La question des budgets pour les activités socio-culturelles :

  • Depuis septembre 2018, notre coordinatrice culturelle s’est énormément investie afin de proposer des activités variées et adaptées à la population carcérale ainsi que dans la recherche de financements. Félicitée en décembre par notre hiérarchie suite à la venue du DAP et du DI, on interroge aujourd’hui la faisabilité d’une programmation aussi dense.

    De plus, elle rencontre également des difficultés à obtenir des réponses du siège que ce soit sur les conventions ou encore sur l’achat de matériel… Doit-on rappeler que ces activités sont indispensables aux personnes détenues qui trop souvent n’ont accès à rien d’autre en détention ?

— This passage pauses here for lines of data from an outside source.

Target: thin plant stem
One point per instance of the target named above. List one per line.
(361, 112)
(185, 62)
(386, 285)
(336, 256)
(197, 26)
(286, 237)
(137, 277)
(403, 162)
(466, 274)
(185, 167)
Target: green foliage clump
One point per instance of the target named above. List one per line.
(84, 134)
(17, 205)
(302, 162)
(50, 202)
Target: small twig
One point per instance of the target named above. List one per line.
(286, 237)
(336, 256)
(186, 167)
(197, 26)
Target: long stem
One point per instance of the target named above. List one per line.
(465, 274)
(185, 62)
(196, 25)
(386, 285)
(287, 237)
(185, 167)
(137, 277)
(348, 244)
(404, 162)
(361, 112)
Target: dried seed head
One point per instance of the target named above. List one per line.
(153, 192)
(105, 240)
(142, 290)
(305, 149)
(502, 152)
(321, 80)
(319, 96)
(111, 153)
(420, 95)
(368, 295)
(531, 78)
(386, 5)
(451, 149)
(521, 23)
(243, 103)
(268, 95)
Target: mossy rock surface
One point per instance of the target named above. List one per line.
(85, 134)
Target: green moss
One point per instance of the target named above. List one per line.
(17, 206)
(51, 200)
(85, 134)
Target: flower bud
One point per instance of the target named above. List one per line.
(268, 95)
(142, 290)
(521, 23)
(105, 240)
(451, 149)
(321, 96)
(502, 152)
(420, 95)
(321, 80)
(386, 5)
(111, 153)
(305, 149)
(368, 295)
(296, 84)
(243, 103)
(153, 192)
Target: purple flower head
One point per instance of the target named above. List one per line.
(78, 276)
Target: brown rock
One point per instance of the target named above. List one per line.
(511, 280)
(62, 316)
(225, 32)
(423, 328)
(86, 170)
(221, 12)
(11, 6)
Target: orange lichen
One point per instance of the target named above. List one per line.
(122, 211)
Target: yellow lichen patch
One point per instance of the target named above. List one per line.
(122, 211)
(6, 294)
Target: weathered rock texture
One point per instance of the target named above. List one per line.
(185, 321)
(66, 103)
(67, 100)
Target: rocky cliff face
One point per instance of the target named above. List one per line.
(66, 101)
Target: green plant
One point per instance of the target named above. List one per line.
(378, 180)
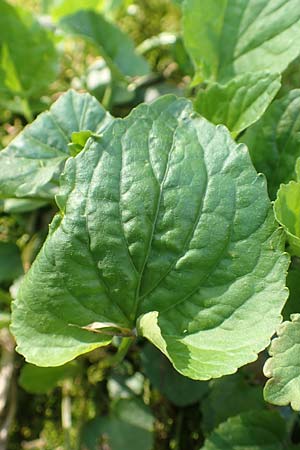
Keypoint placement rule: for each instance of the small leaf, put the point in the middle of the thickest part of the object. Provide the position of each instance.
(293, 304)
(61, 8)
(32, 163)
(178, 389)
(10, 262)
(255, 430)
(229, 396)
(41, 380)
(133, 245)
(287, 212)
(274, 141)
(240, 102)
(283, 368)
(28, 59)
(114, 45)
(228, 38)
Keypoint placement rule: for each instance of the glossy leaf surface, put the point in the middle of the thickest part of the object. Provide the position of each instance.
(33, 161)
(274, 141)
(228, 397)
(227, 38)
(28, 59)
(283, 368)
(154, 232)
(240, 102)
(116, 47)
(255, 430)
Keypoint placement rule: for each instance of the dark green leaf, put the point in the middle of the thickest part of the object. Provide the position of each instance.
(283, 368)
(240, 102)
(274, 141)
(228, 397)
(154, 232)
(227, 38)
(33, 161)
(10, 262)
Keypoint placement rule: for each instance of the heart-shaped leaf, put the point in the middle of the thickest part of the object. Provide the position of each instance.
(33, 161)
(164, 225)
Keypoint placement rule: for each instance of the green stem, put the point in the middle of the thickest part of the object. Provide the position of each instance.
(107, 97)
(122, 351)
(178, 430)
(66, 415)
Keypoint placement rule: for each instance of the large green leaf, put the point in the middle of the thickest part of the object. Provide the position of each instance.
(287, 212)
(164, 225)
(293, 304)
(227, 38)
(10, 262)
(32, 163)
(256, 430)
(274, 141)
(178, 389)
(28, 59)
(229, 396)
(283, 368)
(114, 45)
(240, 102)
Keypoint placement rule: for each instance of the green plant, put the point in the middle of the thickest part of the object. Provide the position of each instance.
(166, 268)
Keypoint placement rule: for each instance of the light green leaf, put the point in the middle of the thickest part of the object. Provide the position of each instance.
(228, 397)
(5, 319)
(240, 102)
(32, 163)
(255, 430)
(227, 38)
(274, 141)
(28, 59)
(62, 8)
(283, 368)
(10, 262)
(154, 232)
(21, 205)
(293, 304)
(41, 380)
(114, 45)
(287, 212)
(130, 426)
(178, 389)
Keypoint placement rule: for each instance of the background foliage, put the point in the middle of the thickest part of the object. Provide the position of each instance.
(125, 52)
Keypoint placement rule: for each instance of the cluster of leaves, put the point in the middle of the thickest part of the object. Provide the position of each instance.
(166, 265)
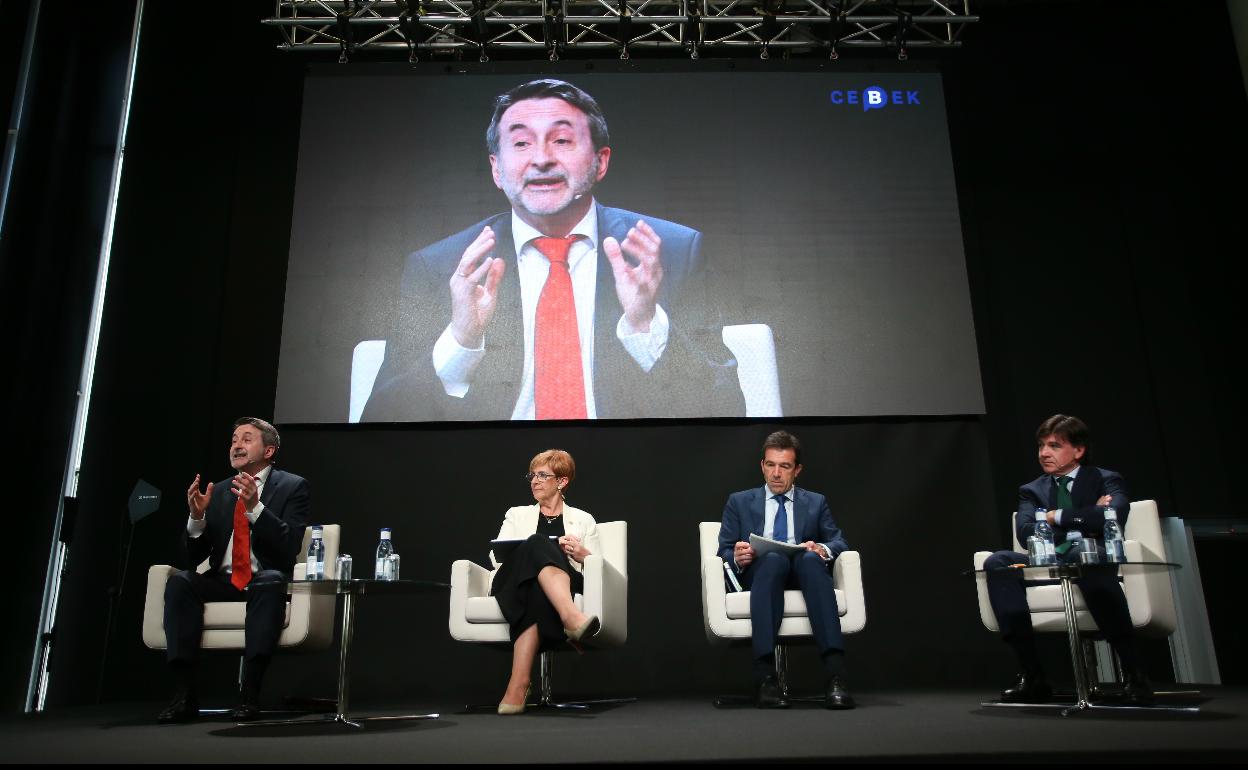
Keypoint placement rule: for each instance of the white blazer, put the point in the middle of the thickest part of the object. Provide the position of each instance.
(522, 521)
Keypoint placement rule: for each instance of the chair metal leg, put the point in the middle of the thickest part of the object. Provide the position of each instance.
(547, 700)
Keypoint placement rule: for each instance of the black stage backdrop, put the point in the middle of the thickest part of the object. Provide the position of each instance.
(1095, 220)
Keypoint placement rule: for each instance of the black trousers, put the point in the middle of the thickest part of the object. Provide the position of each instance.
(768, 578)
(187, 590)
(1007, 592)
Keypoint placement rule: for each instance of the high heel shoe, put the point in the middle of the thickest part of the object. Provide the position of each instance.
(508, 709)
(589, 628)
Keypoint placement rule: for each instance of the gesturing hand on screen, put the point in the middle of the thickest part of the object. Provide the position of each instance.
(637, 286)
(474, 290)
(197, 501)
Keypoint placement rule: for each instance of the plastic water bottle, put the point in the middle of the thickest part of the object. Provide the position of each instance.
(1045, 533)
(1075, 543)
(383, 549)
(1113, 547)
(316, 555)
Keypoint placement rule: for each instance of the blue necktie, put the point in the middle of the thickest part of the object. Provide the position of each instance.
(780, 528)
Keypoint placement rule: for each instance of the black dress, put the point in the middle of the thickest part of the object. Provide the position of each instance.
(518, 592)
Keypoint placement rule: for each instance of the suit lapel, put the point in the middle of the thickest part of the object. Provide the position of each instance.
(1086, 489)
(607, 313)
(759, 508)
(498, 385)
(271, 484)
(799, 514)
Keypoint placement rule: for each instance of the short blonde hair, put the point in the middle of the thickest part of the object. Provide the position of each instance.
(560, 463)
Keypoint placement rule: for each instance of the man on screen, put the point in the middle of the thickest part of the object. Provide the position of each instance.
(1068, 494)
(781, 511)
(560, 308)
(250, 528)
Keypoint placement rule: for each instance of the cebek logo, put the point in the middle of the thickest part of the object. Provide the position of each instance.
(874, 97)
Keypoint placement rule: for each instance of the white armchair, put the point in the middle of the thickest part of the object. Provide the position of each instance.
(726, 614)
(1150, 595)
(476, 615)
(306, 628)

Le manque de reconnaissance de notre Assistante sociale :

  • Notre assistante de service social se retrouve également aujourd’hui en difficulté. Une fiche de poste très précise a été élaborée par elle-même et la direction non sans mal. Aujourd’hui, il semble que ses fonctions ne soient pas connues par la direction de l’établissement. Intervenant au PIPR, il était convenu qu’elle aurait accès à une connexion internet afin de travailler à l’accès aux droits des personnes détenues en leur présence. Malheureusement, la direction de l’établissement l’a informée la semaine dernière que cette connexion ne serait pas autorisée, ce qui remet en question toute son intervention.

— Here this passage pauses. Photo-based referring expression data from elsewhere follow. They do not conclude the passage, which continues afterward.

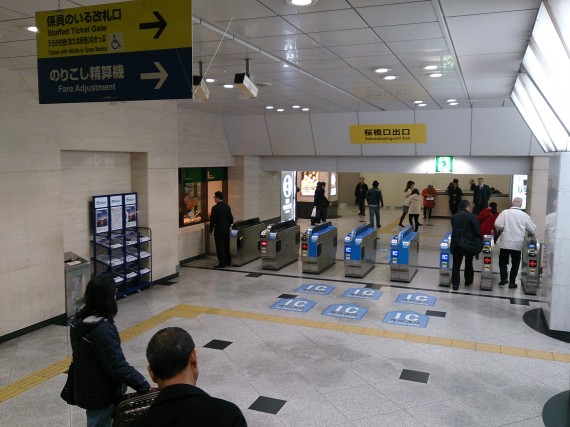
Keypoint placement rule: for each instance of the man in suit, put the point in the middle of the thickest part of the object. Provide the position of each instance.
(481, 196)
(173, 365)
(221, 219)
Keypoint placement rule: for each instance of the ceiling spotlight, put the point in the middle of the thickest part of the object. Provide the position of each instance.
(301, 2)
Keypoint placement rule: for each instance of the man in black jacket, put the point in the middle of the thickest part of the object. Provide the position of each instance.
(221, 219)
(173, 365)
(465, 225)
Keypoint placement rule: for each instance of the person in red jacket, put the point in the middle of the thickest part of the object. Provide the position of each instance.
(486, 219)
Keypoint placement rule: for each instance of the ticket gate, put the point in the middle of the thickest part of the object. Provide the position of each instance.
(404, 255)
(318, 247)
(279, 244)
(244, 241)
(487, 263)
(445, 261)
(530, 263)
(360, 251)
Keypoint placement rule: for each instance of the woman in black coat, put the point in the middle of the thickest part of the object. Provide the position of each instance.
(100, 370)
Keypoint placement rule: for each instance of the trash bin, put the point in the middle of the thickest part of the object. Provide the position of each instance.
(76, 277)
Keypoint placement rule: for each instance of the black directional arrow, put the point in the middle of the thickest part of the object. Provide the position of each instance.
(160, 24)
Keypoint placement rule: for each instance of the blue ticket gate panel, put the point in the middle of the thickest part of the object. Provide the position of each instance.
(318, 247)
(487, 262)
(279, 244)
(244, 241)
(445, 261)
(531, 265)
(404, 254)
(360, 251)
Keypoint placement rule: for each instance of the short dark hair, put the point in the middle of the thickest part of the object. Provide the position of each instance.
(168, 352)
(99, 298)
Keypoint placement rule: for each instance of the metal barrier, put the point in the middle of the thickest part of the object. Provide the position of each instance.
(445, 261)
(404, 255)
(360, 251)
(487, 263)
(318, 247)
(531, 261)
(279, 244)
(244, 241)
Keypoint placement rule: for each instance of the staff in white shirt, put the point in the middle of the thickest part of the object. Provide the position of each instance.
(513, 225)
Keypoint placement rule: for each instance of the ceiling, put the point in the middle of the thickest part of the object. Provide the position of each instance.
(323, 57)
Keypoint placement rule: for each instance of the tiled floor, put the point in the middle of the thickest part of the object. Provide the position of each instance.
(476, 363)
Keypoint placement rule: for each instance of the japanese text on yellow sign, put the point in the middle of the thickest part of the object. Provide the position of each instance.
(131, 26)
(388, 134)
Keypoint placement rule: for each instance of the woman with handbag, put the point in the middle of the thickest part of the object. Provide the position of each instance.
(466, 241)
(99, 368)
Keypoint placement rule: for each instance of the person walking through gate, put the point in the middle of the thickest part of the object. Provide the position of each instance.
(221, 219)
(375, 200)
(514, 225)
(360, 195)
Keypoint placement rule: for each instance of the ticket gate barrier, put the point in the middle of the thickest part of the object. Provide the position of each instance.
(279, 244)
(531, 262)
(318, 247)
(445, 261)
(404, 254)
(360, 251)
(487, 263)
(244, 241)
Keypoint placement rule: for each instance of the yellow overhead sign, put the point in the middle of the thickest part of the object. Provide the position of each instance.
(133, 26)
(388, 134)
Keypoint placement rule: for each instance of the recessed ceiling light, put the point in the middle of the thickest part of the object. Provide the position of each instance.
(301, 2)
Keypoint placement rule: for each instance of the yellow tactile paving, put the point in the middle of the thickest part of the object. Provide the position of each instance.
(189, 311)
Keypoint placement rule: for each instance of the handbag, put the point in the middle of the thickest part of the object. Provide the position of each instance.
(67, 392)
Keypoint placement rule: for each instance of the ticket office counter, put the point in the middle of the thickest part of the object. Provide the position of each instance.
(441, 209)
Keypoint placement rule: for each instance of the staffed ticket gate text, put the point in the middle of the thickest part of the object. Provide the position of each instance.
(279, 244)
(360, 251)
(318, 247)
(244, 241)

    En effet, doit-on rappeler que nous sommes passés à l’heure de la dématérialisation et qu’une demande de RSA par exemple, ne peut se faire que via internet? Cette interdiction d’accès pose également problème pour plusieurs partenaires du plateau technique en milieu fermé et remet en cause les conventions signées et donc leurs interventions au sein du CP de La Santé.

    Il faudrait également que notre direction rappelle aux différents services intervenant à l’établissement et notamment au SMPR que l’assistante de service social du SPIP n’a pas vocation à remplacer une assistante sociale au SMPR et qu’elle n’a pas à constituer les dossiers pour la MDPH.

Madame la Directrice, nous souhaitions rédiger cette lettre ouverte afin que vous puissiez avoir une connaissance assez exhaustive des difficultés rencontrées actuellement par l’équipe du milieu fermé et qui ne font que s’accroître avec la montée des effectifs.

Nous sommes aujourd’hui très inquiètes quant aux suites de notre intervention. Nous attendons des réponses rapides qui nous permettraient d’envisager la suite de cette réouverture avec un peu plus de sérénité.